BRIGHTON — City officials are working to implement a program that would help customers in the most exceptional of circumstances pay their utility bills.
Utilities Director Jim Landeck told council they are considering a round up program for 2014 that would assist customers during a time of financial hardship. The program, inspired by United Power’s roundup program, would ask customers who are able, to round up to the nearest dollar on their utility bills or to include a donation in their bill in order to help those experiencing a financial hardship.

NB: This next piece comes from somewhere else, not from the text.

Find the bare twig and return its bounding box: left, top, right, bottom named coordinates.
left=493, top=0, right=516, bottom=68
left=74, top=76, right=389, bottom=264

“The need is definitely there. We do have some hardship situations where there has been sudden medical or severe injury to a paying customer, a family member who is the wage earner of the household and short-term lapse in the ability to pay bills,” Landeck said, adding that things return to normal for these folks once they get past their hardship.
According to Landeck, more than 500 — or about 6 percent — of utility customers approach the city each year claiming to have a financial hardship. He said through the efforts of the clerical staff, they are able to reduce that number to 50 to 60 customers a month that end up in a utility shut-off situation.
Landeck estimates the city would be able to raise $1,100 if 20 percent of utility customers participate — enough to help 36 customers a year. He said those in severe need of financial assistance, who are delinquent one month or more, run up an average bill of $300. Because there is a small number of people who actually experience a sudden financial hardship situation, Landeck said the city would be able to recognize it, and that customer service staff would make the recommendations.
To be eligible for the program, the customers would have to been a customer for at least a year and demonstrate meaningful use of the city’s water in the past as well as adherence to the city’s drought restrictions. Assistance would be limited to one time and a maximum of $300 would be applied to their account.
He is anticipating the program would be up and running by late spring 2014 and said there is about $2,500 form the 2012 fund balance that would help get the program started.